CNN iReport writer NSeagriff has a winding history of Breast Cancer in her family that began well before she was born. Numerous women in her family have been diagnosed with Breast Cancer including her grandmother, aunt, and mother. “My mom too found out she had breast cancer, which was thankfully caught early due to vigilant screening,” she wrote in her article. It was just a matter of time before her doctor encouraged her to test, too, due to her history. “I went for testing a few weeks later recognizing that I had a 50% chance of having the gene,” she also wrote. But, being healthy, fit, and twenty seven, she was fairly confident her test would be negative. She came back with a positive BRCA2 , a genetic code for Breast Cancer. along with her mother. “It was a scary result, but not something that was very surprising to us given what our family had been through,” NSeagriff wrote in her article. She then had a biopsy to confirm her suspicions and to avoid worrying her family. “Right after my biopsy, my nurse’s instinct told me something wasn’t right.” At age twenty seven, the biopsy had found Breast Cancer in her tissue.

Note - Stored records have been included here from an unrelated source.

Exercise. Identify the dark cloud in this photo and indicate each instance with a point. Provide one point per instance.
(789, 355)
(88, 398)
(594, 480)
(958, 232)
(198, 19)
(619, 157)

This is one of the many incidents that genetic screening has made early detections of one of the hundreds of test available. It can saves lives, like it did for NSeagriff, by being diagnosed early enough to get treatment. But genetic screening has not only helped adults get diagnosed and treated. It has also helped diagnose babies so they can get treatment after birth. Tests can be preformed before and after birth by taking a spit or blood sample from one or both parents. If the baby has already been born, they can do the test on the baby. One disease that has been tested for is Phenylketonuria. Testing used to detect Phenylketonuria in babies has improved or saved many lives (Griswold, Genetic Screening: Overview) And another disease, Tay-Sachs disease, has gone down in risk by 90% due to parents getting tests and deciding not to have children (Griswold, Genetic Screening: Overview) The human population has become healthier and more aware to diseases in their body due to screening.
More people in the world need to get genetic screening before deciding to have kids and when they know they have a history of a certain disease in their family. Parents could then decide if they want to have children if they had risk of disease. People who have a family history can confirm if they additionally have that disease, and then get treatment, if necessary. Overall, it helps speed up the process of breeding out genetic diseases, is safe, doesn’t mess with a person’s genetic makeup, and will help create a better and healthier population for the future.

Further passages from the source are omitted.